One of the best options I've found so far is making vegetable "bites." They aren't really bite size, but pretty much every recipe refers to them as bites. Vegetables mixed with a grain, eggs, cheese and a little seasoning.  We've made bites with quinoa and carrots, broccoli and cheese, and most recently zucchini, onion and cheese.  

They've all been super easy to make and have been huge hits with the kids.  I usually make a double or triple batch and put them in the freezer.  They're super easy to heat up, less than a minute in the microwave, and they taste just as good as they did when they were fresh out of the oven.  

You can use any muffin or mini muffin tin to bake them.  You can even have fun with it and bake them in shaped silicone trays.  Little hearts or stars would be so adorable. 

When these were done cooling the kids went to town on them.  They each had a couple with lunch and then 3 or 4 more each as a snack. 

Zucchini Mini Muffins

Ingredients (yields 36 mini muffins)

2 small zucchinis
2 small yellow squashes
3/4 cup diced red onion
3/4 cup shredded sharp cheddar cheese
3/4 cup Italian breadcrumbs
3 large eggs
Pepper for seasoning

1. Preheat oven to 400* F. Spray muffin tin with cooking spray, I use Pam olive oil spray, and set aside. 

2. Shred zucchini and squash (I used the medium size on my cheese grater) soak up excess moisture using paper towels or a dish towel.  If you don't blot out enough moisture the muffins will be soggy in the middle.   There should be approximately 3 cups of zucchini and squash once shredded and blotted.  

3. Dice red onion

4. Whisk eggs in large mixing bowl and then add all the ingredients.  Stir ingredients together until we'll combined.   

5. Spoon mixture into greased muffin tin, filling each cup to the top.  

6. Bake at 400* for 18-20 minutes or until the top and edges are crisp and brown. Remove from tray and let cool before serving.  

Notes: I used a mini muffin tin, so cooking times may vary if you are using a full size muffin tin or silicone bakeware.

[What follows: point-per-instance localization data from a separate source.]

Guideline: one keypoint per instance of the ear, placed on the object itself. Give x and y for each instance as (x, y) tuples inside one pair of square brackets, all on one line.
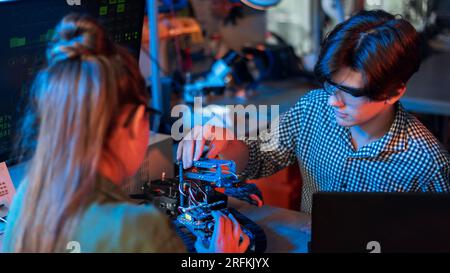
[(136, 122), (395, 99)]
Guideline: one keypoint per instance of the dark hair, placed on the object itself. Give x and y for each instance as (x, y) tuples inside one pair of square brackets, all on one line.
[(384, 48)]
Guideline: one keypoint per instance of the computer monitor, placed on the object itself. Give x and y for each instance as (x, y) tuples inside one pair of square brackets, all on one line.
[(380, 223), (28, 25)]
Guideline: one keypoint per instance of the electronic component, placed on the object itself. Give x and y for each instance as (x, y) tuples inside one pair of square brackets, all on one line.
[(28, 26), (199, 221)]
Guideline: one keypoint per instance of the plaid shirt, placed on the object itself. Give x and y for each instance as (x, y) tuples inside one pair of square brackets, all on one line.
[(407, 159)]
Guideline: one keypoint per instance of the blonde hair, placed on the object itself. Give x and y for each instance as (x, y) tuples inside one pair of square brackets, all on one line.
[(76, 99)]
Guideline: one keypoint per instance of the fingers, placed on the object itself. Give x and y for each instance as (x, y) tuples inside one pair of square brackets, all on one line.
[(258, 200), (192, 147)]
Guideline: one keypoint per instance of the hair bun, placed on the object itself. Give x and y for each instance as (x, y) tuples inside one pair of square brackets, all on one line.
[(76, 37)]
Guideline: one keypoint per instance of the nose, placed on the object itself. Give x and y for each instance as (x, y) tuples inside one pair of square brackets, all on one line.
[(335, 101)]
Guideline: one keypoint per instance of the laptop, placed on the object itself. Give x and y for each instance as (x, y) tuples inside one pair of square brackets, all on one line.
[(380, 223)]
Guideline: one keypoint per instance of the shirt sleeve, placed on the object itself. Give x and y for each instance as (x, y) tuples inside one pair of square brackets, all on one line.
[(440, 181), (274, 149), (151, 232)]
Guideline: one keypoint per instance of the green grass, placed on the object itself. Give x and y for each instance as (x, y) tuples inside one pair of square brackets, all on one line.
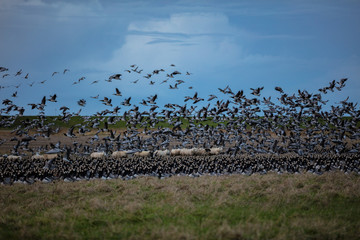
[(229, 207)]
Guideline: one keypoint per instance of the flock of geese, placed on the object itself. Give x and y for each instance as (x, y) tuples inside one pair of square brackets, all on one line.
[(255, 134)]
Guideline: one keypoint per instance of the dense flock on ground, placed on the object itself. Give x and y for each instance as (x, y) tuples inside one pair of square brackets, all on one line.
[(237, 134)]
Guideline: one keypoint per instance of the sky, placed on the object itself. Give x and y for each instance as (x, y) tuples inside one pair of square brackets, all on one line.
[(243, 44)]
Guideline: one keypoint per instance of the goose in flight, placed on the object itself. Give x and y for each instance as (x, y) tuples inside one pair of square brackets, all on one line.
[(118, 93)]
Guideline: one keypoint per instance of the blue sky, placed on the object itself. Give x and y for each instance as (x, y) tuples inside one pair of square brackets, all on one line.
[(243, 44)]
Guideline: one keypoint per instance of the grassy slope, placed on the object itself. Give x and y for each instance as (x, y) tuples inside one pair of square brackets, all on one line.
[(228, 207)]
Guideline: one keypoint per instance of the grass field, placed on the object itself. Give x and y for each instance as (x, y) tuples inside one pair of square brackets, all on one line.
[(270, 206)]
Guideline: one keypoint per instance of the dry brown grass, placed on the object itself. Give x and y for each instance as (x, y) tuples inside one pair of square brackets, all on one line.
[(227, 207)]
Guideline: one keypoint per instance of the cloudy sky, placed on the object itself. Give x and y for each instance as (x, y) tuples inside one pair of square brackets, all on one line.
[(243, 44)]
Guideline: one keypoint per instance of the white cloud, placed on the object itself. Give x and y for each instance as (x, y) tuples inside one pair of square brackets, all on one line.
[(198, 40), (187, 23)]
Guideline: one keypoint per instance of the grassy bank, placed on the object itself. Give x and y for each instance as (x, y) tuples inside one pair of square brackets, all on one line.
[(268, 206)]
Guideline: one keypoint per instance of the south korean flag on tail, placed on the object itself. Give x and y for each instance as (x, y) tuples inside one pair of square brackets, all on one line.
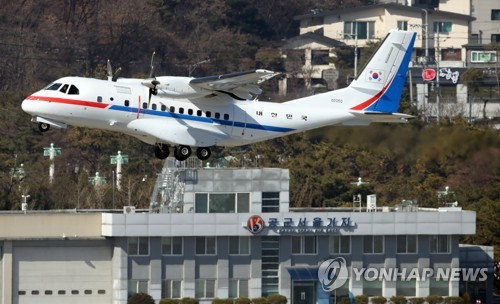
[(377, 76)]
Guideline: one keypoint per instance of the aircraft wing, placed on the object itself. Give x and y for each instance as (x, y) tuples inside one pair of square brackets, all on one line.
[(241, 84), (177, 132)]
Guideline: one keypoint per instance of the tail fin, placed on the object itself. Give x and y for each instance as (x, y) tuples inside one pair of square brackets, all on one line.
[(379, 86)]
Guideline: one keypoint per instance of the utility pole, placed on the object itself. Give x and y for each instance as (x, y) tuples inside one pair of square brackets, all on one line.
[(438, 58), (119, 160), (51, 152)]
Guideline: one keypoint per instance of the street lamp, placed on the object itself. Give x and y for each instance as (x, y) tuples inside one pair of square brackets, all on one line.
[(118, 160), (51, 152), (357, 197)]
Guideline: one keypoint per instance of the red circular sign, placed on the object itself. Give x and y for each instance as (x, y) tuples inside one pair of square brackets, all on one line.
[(255, 224), (428, 74)]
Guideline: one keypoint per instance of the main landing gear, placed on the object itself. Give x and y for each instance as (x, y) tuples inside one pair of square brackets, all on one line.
[(181, 152)]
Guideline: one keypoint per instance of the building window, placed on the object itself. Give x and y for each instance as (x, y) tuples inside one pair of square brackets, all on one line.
[(407, 244), (320, 57), (270, 201), (372, 288), (406, 288), (238, 288), (204, 289), (171, 289), (373, 244), (171, 245), (439, 287), (206, 245), (137, 286), (364, 30), (443, 27), (239, 245), (222, 203), (495, 14), (439, 243), (304, 245), (340, 244), (403, 25), (482, 57), (138, 246)]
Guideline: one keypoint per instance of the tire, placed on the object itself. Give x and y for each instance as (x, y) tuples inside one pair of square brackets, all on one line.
[(203, 153), (161, 151), (43, 127), (182, 152)]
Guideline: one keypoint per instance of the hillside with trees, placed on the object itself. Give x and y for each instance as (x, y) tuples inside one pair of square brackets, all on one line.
[(45, 40)]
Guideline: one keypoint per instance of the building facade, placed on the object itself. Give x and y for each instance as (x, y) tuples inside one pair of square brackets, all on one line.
[(236, 236)]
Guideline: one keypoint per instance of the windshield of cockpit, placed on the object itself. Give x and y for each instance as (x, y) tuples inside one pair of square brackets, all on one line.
[(69, 89)]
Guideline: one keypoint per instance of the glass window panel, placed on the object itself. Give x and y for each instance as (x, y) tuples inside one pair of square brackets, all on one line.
[(243, 202), (210, 245), (233, 288), (295, 244), (243, 288), (176, 289), (412, 244), (210, 288), (177, 245), (378, 244), (310, 244), (143, 246), (200, 245), (166, 246), (433, 243), (222, 203), (132, 246), (244, 245), (401, 243), (345, 244), (372, 288), (443, 243), (201, 202), (367, 244), (199, 287), (334, 244), (142, 286), (233, 245), (406, 288)]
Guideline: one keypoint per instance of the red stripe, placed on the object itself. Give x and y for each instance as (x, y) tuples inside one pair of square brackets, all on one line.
[(367, 103), (70, 101)]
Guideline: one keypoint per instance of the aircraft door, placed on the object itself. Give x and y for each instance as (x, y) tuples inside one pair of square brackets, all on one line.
[(239, 121)]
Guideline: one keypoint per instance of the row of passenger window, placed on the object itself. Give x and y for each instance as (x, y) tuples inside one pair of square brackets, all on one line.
[(163, 108), (61, 292)]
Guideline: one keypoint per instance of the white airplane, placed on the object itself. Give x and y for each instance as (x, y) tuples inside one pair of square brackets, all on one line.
[(218, 111)]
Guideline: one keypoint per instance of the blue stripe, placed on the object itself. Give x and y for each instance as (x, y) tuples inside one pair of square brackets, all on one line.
[(389, 101), (200, 119)]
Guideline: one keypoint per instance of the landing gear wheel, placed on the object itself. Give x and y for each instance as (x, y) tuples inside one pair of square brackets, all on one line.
[(182, 152), (43, 127), (203, 153), (161, 151)]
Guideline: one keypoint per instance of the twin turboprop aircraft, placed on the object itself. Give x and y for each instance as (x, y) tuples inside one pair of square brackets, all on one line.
[(187, 112)]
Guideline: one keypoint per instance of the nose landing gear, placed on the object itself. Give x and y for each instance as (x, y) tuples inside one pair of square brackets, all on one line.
[(161, 151)]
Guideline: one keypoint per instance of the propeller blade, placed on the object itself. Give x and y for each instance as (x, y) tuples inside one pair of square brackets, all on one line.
[(110, 70)]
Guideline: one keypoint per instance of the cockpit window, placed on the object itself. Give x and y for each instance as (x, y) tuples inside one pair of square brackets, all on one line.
[(64, 88), (73, 90), (53, 86)]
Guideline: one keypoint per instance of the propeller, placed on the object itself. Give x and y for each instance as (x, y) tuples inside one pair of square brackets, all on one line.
[(151, 82), (112, 76)]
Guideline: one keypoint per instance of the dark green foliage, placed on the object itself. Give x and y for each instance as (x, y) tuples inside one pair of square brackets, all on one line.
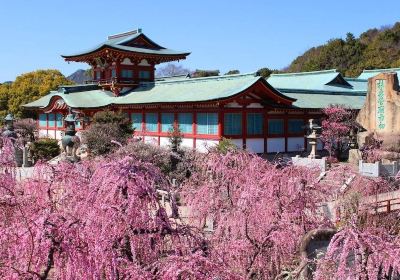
[(27, 88), (232, 72), (45, 149), (373, 49), (107, 131), (205, 73)]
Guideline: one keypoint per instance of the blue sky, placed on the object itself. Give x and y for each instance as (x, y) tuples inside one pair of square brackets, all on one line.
[(244, 35)]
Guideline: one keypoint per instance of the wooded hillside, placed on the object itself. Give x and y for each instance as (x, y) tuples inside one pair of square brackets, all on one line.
[(375, 48)]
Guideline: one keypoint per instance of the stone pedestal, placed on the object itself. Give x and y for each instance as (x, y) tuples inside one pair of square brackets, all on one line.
[(354, 156)]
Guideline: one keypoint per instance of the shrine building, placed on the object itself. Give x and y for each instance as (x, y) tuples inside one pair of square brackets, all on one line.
[(261, 115)]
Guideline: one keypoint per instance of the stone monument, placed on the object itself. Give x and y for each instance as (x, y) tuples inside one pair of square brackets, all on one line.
[(313, 139), (70, 142), (9, 131), (381, 111), (380, 115)]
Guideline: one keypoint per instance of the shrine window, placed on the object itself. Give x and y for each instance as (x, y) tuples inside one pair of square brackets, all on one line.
[(43, 120), (295, 126), (145, 75), (233, 123), (152, 122), (276, 126), (137, 119), (185, 121), (255, 122), (98, 75), (167, 121), (51, 120), (127, 74), (207, 123), (59, 120)]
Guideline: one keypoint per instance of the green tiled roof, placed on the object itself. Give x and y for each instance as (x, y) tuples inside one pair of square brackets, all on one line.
[(317, 81), (176, 91), (359, 85), (118, 41), (366, 74), (323, 100), (320, 89)]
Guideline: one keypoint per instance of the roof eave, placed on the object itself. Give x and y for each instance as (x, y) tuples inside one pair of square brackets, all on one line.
[(183, 55)]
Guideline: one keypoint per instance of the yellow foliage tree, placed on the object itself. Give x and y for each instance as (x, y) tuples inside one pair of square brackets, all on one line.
[(29, 87)]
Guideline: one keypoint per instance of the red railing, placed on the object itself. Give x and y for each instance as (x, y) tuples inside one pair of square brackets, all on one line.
[(110, 81)]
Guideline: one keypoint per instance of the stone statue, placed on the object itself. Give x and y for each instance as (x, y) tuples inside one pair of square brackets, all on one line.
[(70, 142)]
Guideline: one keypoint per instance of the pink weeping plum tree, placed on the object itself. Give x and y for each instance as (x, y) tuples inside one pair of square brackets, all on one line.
[(260, 212), (94, 220), (336, 129), (103, 219)]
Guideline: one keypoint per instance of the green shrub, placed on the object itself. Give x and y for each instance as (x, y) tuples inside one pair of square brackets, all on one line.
[(45, 149)]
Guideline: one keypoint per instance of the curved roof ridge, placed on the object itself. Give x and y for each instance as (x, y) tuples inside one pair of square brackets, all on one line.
[(307, 73), (381, 69), (222, 77), (355, 79)]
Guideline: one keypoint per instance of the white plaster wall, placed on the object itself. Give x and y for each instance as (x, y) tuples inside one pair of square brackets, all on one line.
[(43, 133), (126, 61), (203, 144), (255, 145), (233, 105), (237, 142), (320, 145), (276, 145), (164, 141), (151, 140), (144, 62), (51, 134), (187, 143), (59, 134), (255, 105), (295, 144)]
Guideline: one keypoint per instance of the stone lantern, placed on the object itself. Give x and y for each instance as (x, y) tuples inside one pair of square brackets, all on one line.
[(70, 142), (313, 138)]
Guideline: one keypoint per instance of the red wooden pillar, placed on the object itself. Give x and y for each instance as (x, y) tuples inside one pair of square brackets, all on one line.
[(305, 121), (143, 124), (265, 130), (285, 131), (194, 129), (244, 126), (159, 127), (220, 123), (117, 70)]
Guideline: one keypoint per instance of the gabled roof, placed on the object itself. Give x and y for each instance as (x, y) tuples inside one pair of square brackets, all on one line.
[(319, 89), (319, 81), (126, 42), (175, 91), (366, 74), (324, 100)]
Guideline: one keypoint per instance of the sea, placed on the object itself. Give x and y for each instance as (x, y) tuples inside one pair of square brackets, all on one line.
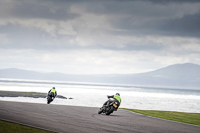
[(95, 94)]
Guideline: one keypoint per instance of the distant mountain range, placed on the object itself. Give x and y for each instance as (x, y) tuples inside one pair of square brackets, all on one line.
[(179, 75)]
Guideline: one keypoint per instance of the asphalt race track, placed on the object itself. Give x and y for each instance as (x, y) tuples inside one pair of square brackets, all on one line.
[(73, 119)]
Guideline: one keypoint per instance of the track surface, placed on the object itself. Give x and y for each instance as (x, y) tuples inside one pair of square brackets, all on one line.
[(72, 119)]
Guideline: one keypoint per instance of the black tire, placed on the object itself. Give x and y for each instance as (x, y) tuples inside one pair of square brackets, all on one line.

I used ingredients I had on hand.  You can use only zucchini, use yellow onion instead or red, or mix up the seasoning depending on what you have on hand. I modified my recipe from one I found on Pinterest.  Unlike baking, cooking isn't a science, so have fun with it.  

I am hoping to do a weekly post with a new recipe I've recently tried for the kids. If you're looking for ideas, search Pinterest or the web for baby lead weaning recipes. That's how I find most of my recipes. I've had luck with the majority of the things I've found, but there have also been a couple things that didn't go over well, and one particular cooking episode that should have been put on Pinstrosity.  

I hope you enjoy this recipe, and that it gets your kids eating their veggies.